As odd as it may seem, there have been plenty of times over the past 20+ years that I have said having cancer was a blessing. Did I want cancer? Absolutely not; however, I realized I had two choices. I could either be miserable and angry about it the rest of my life, or I could look at it in a totally different light — as a blessing!

Cancer is not a choice. Cancer does not discriminate. When I was initially diagnosed 20+ years ago, it certainly did not seem like a blessing. My emotions when I was initially diagnosed were many and very intense — disbelief, anger, depression, fear of the unknown, sadness and loneliness just to name a few — it was absolutely overwhelming. I was scared. I had a large mediastinal mass in my chest and I wanted it gone! The mass was so large that my heart was barely visible on a chest x-ray.

Suddenly I was learning medical terminology (besides the "big C") I didn't think I would ever have to know, let alone fully understand. I wondered if I was going to live. I questioned my mortality. I then realized I was blessed that the mass was found when it was.

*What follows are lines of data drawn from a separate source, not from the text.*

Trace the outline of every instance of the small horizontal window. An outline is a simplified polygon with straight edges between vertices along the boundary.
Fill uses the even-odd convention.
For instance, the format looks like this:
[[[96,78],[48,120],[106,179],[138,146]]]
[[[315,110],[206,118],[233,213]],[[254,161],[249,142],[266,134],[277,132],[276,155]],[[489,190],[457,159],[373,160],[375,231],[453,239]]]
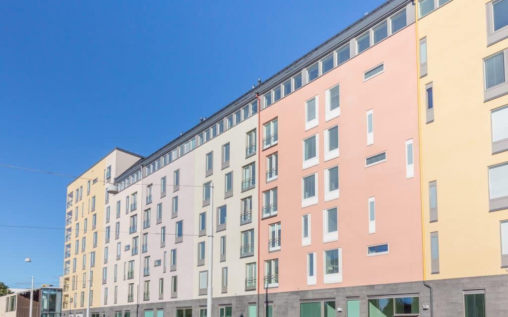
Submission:
[[[379,255],[387,253],[388,253],[388,243],[367,247],[367,254],[369,256]]]
[[[368,167],[378,163],[382,163],[386,161],[386,152],[383,152],[383,153],[380,153],[365,158],[365,167]]]
[[[384,71],[385,64],[381,64],[380,65],[376,66],[370,71],[367,71],[363,74],[363,80],[365,81],[369,79]]]

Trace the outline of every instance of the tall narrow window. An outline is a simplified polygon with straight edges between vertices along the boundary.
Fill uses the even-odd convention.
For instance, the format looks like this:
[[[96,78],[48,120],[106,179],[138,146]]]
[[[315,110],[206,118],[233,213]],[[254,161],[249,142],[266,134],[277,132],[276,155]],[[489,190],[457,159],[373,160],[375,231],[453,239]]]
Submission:
[[[420,77],[427,75],[427,37],[420,40]]]
[[[305,102],[305,130],[318,125],[319,122],[318,109],[318,96]]]
[[[369,198],[369,233],[376,232],[376,202],[375,197]]]
[[[340,114],[340,103],[339,85],[334,86],[326,90],[326,112],[325,120],[328,121]]]
[[[302,246],[310,244],[310,214],[302,216]]]
[[[367,112],[367,145],[374,143],[374,112],[372,109]]]
[[[336,241],[339,238],[337,207],[323,211],[323,242]]]
[[[406,178],[415,177],[415,163],[413,158],[412,139],[406,141]]]
[[[439,272],[439,238],[437,232],[430,233],[431,271],[432,274]]]
[[[316,284],[316,252],[307,253],[307,284]]]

If you're diagnosed with a secondary cancer, as I was, there is even more medical terminology to learn! I had a different team of doctors, except for my oncologist, when I was diagnosed with breast cancer. Being diagnosed the second time, I went through the emotional roller coaster, but was suddenly in "fight mode." It was Jenn vs. Cancer, and I was ready to win.

When I had cancer the first time, I had chemotherapy and radiation. This time my treatment involved surgeries, so I was not clear as to what to expect, but I was ready. I was optimistic. I remember making my family and loved ones laugh almost every time I was taken to the operating room. That still puts a smile on my face. I was blessed to have cancer … again.

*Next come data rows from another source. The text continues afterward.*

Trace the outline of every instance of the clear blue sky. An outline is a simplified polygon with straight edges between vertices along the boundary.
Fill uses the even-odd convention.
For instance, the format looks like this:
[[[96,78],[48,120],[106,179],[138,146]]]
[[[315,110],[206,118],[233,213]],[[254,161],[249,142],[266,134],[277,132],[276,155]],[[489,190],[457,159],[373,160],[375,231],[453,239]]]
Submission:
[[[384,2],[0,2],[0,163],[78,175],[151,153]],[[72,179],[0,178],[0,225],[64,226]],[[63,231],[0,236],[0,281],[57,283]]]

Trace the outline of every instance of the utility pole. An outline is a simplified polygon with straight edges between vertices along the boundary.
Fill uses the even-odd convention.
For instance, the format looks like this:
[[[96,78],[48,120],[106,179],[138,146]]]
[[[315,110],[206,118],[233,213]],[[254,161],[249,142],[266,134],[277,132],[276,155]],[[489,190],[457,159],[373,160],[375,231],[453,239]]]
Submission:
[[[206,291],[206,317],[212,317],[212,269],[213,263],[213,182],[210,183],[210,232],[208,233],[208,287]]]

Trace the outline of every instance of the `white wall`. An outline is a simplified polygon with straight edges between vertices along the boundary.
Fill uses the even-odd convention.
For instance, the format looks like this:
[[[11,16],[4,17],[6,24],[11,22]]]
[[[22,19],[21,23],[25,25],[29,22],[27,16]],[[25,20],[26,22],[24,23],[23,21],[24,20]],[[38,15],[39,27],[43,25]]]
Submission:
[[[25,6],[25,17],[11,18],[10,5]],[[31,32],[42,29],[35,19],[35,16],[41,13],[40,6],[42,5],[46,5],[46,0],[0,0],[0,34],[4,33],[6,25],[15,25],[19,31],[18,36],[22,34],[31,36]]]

Cancer can turn your life upside down. The treatment and recovery can be painful and long. The unexpected may occur. Side effects may be brief or long-term. What I expected to be a tough six months with my secondary cancer, breast cancer, ended up being a tough almost two years due to infections and unexpected surgeries. Was cancer still a blessing? Absolutely!

Cancer touched my life at the tender age of 23, as well as 19 years later. It was not a curse. It made me look at life with such a fresh perspective. It gave me a heart of gratitude for this life I am so blessed to live and love. I realize what a gift life is and how fragile it can be. I don't take life too seriously. I relish laughter with loved ones, am very passionate (sometimes to a fault) and am simply very, very happy! Cancer taught me to appreciate this life more than I ever could have imagined.

Cancer was a blessing in its own way, and for that I have a heart of gratitude!


Share Your Thoughts

Have you found blessings in your cancer diagnosis? Have you been able to find a rose among thorns? Share your thoughts below.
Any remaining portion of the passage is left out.